3

So, the requirement for this is to match last names of people, separated by a dash between each last name.

The base RegEx I am using for this is this one:

(?=\S*[-])([a-zA-ZÑñÁáÉéÍíÓóÚúÄäËëÏïÖöÜüÀàÈèÌìÒòÙù'-]+)

Basically I am limiting it to latin alphabet characters, including some accented characters.

This works perfectly fine if I use examples like:

  • Pérez-González
  • Domínguez-Díaz
  • Güemez-Martínez

But I forgot to contemplate the case when the person has only one last name.

I tried doing the following.

((?=\S*[-])([\ a-zA-ZÑñÁáÉéÍíÓóÚúÄäËëÏïÖöÜüÀàÈèÌìÒòÙù'-]+))|([A-Za-zÑñÁáÉéÍíÓóÚúÄäËëÏïÖöÜüÀàÈèÌìÒòÙù']+)

I added a \ or space in the allowed character for the fist match option. I added an or condition for a single word without spaces.

And while it works for some cases there are 2 issues.

  1. I don't think it's the most optimal RegEx for a use case like this.
  2. I stumbled upon the specific case with people who have complex last names.

Regarding point 2, I refer to something like:

  • Johnson-De Sosa

The RegEx matches it, but it no longer respects the dash as a separator.

I am not sure how to handle this.

Also since I added the space it no longer respects the requirement for the dash between words.
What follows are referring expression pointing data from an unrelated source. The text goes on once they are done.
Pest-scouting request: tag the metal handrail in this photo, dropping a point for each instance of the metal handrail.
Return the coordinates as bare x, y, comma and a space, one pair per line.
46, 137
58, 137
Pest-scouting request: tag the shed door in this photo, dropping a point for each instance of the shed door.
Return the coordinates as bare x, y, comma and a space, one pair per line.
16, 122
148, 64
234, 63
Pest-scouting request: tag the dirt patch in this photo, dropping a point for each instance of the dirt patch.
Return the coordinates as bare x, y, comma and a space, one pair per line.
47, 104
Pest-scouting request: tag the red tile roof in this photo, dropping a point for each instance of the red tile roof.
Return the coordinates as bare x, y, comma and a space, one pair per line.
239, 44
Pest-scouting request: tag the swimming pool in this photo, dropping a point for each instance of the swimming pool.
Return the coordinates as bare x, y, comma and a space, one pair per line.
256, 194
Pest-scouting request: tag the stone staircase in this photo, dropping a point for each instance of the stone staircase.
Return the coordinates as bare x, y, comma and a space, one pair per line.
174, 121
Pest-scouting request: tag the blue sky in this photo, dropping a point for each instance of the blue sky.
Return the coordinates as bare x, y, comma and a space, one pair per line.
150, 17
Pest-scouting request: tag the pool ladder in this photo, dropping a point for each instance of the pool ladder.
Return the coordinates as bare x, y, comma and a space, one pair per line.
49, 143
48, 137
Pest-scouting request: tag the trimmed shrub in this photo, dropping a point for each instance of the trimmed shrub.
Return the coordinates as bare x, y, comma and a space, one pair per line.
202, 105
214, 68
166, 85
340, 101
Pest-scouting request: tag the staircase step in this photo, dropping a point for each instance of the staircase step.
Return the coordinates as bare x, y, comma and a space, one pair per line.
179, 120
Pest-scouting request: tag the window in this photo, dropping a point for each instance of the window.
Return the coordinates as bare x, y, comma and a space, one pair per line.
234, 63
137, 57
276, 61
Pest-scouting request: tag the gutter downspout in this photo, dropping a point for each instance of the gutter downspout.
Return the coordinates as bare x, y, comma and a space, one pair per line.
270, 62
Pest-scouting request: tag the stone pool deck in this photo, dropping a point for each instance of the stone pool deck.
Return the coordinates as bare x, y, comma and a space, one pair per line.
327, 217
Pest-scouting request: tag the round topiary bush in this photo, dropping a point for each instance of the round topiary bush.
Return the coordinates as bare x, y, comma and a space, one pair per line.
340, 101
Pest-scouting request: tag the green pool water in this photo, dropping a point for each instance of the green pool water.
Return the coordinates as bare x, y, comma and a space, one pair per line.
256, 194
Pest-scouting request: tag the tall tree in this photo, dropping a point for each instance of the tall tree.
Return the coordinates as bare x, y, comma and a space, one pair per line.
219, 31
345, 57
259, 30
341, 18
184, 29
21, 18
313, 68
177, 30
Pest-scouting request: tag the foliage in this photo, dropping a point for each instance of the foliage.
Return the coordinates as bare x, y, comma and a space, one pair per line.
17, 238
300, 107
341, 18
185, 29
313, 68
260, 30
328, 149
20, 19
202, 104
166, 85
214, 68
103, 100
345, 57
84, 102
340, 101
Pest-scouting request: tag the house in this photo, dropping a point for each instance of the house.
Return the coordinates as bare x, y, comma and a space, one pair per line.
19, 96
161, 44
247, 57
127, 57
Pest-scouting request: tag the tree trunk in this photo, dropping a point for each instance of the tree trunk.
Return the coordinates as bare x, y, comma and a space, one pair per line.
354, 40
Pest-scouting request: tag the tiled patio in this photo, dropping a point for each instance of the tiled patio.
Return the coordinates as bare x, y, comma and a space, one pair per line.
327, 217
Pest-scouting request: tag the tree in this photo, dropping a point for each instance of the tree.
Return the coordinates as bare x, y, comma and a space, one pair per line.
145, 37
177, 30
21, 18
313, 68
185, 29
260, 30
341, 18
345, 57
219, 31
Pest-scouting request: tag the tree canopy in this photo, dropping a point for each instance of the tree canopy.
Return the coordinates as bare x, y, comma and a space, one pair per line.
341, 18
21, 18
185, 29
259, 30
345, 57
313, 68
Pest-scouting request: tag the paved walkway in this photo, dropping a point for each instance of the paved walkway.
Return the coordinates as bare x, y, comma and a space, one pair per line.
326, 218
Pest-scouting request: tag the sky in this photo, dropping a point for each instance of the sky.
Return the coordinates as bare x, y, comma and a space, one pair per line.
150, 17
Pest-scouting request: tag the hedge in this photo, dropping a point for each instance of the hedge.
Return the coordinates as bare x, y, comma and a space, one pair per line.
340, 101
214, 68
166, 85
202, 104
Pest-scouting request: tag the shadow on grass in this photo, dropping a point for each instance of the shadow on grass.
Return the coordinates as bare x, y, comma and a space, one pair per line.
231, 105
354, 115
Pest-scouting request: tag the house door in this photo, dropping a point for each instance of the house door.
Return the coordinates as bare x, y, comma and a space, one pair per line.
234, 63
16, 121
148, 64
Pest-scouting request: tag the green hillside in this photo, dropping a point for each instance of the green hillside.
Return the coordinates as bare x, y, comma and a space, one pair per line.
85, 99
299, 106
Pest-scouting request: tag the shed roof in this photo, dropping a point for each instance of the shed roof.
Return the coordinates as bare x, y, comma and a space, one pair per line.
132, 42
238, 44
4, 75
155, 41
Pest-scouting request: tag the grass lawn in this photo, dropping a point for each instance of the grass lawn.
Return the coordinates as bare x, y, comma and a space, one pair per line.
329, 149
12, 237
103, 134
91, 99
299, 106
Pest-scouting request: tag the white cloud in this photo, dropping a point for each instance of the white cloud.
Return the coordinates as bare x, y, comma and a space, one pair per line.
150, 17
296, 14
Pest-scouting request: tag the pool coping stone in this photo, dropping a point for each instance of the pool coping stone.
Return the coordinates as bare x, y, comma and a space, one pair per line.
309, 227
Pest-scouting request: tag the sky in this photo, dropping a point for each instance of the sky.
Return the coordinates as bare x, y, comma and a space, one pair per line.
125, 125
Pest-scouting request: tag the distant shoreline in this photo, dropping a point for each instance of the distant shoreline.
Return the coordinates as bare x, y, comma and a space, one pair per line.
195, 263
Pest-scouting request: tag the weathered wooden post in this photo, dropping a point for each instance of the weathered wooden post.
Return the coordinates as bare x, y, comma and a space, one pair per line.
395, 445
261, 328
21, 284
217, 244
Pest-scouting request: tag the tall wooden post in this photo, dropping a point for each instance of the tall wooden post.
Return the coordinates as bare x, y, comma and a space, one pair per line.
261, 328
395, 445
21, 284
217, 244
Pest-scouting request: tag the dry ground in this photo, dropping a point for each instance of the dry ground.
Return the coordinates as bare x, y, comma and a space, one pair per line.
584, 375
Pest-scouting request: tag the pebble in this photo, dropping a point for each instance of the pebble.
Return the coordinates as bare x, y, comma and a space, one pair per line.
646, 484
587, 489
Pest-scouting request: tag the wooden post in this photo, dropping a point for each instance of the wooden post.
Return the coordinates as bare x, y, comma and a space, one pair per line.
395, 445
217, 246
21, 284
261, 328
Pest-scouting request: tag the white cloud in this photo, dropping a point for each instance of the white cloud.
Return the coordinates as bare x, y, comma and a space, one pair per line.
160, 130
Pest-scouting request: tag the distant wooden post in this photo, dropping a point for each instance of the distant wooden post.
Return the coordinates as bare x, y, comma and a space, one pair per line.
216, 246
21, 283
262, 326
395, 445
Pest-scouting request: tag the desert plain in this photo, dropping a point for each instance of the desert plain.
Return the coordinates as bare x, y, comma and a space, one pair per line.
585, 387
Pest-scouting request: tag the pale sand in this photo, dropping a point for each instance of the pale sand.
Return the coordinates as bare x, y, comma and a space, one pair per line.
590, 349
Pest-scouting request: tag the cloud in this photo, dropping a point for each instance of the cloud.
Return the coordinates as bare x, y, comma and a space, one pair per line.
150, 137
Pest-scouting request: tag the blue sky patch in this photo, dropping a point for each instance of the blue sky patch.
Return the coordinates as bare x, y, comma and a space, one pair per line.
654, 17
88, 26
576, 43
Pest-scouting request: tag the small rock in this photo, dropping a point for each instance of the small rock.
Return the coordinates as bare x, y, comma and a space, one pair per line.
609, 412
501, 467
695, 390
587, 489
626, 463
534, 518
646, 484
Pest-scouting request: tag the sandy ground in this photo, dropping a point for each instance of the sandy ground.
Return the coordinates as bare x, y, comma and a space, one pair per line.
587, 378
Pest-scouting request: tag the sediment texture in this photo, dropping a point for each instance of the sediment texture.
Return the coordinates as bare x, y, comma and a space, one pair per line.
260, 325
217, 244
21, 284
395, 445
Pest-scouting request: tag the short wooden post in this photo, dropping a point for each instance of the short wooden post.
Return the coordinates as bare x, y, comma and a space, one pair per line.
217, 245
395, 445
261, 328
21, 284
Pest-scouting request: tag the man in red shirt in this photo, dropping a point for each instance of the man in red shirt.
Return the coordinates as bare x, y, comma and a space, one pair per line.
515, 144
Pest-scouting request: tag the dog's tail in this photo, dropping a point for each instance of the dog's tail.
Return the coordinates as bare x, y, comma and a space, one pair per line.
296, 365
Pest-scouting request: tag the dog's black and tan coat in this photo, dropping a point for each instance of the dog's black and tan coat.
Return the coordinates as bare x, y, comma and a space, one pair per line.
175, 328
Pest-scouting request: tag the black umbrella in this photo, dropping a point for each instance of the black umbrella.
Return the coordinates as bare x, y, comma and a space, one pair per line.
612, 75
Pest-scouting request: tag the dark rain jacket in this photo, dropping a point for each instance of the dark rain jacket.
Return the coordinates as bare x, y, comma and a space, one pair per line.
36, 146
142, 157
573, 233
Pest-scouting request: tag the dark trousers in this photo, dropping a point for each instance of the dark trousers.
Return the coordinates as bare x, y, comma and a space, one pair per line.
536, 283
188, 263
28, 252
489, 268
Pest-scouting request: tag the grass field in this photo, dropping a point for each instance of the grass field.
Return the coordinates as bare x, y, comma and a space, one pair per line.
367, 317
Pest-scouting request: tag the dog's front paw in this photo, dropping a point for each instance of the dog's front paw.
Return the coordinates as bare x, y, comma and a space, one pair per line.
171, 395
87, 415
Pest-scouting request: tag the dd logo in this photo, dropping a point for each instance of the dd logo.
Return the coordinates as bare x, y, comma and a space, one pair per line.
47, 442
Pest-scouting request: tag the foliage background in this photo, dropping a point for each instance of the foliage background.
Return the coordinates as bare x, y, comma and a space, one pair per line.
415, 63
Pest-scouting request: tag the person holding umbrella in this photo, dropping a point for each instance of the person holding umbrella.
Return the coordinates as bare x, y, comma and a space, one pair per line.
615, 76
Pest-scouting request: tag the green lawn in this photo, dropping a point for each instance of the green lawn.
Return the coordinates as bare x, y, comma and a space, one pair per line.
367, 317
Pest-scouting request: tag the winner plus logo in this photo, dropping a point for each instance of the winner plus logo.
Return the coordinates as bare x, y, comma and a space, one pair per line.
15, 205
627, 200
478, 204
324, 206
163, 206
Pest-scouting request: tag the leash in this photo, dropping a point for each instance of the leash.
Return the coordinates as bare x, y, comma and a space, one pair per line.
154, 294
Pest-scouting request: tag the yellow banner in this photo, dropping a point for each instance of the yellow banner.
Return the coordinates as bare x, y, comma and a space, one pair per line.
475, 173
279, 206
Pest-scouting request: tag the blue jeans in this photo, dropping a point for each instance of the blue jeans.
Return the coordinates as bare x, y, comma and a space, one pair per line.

What I am thinking is maybe limit the number of spaces between names, something like allow at most 2 or 3 spaces between a last name so that examples like:

  • Pérez-De la Cruz - this works with my RegEx
  • Pérez De la Cruz-González - this doesn't

Can be valid matches.

I am no pro on RegEx so some help would be greatly appreciated.

UPDATE

I did fail to mention I need to be able to use this with JavaScript. PHP could be useful too, but I am doing some browser validation and the patterns need to be compatible.

Mihail Minkov
  • 2,463
  • 2
  • 24
  • 41
  • Is the surname/last name the only thing in the string? Identifying a surname/last name can be very difficult in plain text. Maybe `[[:alpha:]]+([- ']?)` is simpler, seems to match all examples but also is very loose, e.g. `asdfl` is not a surname. – user3783243 Apr 12 '21 at 00:57
  • Yes, it's specifically for last names. That's why I am not sure how to proceed with the more complex ones. I don't know if I should do a bunch of `OR` conditions inside the RegEx or just simplify the required input. – Mihail Minkov Apr 12 '21 at 01:30
  • @user3783243 the `[[:alpha:]]+([- ']?)` recommendation is an interesting one, but it doesn't work with the accented characters. – Mihail Minkov Apr 12 '21 at 01:32
  • Use the `u` flag and it should extend to accented. So https://regex101.com/r/LsOqVr/1/ could achieve your goal – user3783243 Apr 12 '21 at 01:48
  • @user3783243 that last one I think does the trick, but when I try it in JavaScript on regex it shows a pattern error. – Mihail Minkov Apr 12 '21 at 03:28

1 Answers1

1

Logically, you should match one or more letters, then allow a single occurrence of your chosen delimiting characters before allowing another string of one or more letters.

PHP Code: (Demo)

$names = [
    'Pérez-González',
    'Domínguez-Díaz',
    'Güemez-Martínez',
    'Johnson-De Sosa',
    'Pérez-De la Cruz',
    'smith',
    'Pérez De la Cruz-González',
    'de Gal-O\'Connell',
    'Johnson--Johnson'
];

foreach ($names as $name) {
    echo "$name is " . (!preg_match("~^\pL+(?:[- ']\pL+)*$~u", $name) ? 'in' : '') . "valid\n";
}

Javascript Code: (snippet is runnable)

let names = [
      'Pérez-González',
      'Domínguez-Díaz',
      'Güemez-Martínez',
      'Johnson-De Sosa',
      'Pérez-De la Cruz',
      'smith',
      'Pérez De la Cruz-González',
      'de Gal-O\'Connell',
      'Johnson--Johnson'
    ],
    i,
    name;

for (i in names) {
    name = names[i];
    document.write("<div>" + name + " is " + (!name.match(/^\p{L}+(?:[- ']\p{L}+)*$/u) ? 'in' : '') + "valid</div>");
}

This will only allow a single delimiter between sequences of letters. This will fail if you someone's name is "Suzy 'Ng" because it has a space then an apostrophe (two consecutive delimiters). I don't know if this is possible/real, I just want to clarify.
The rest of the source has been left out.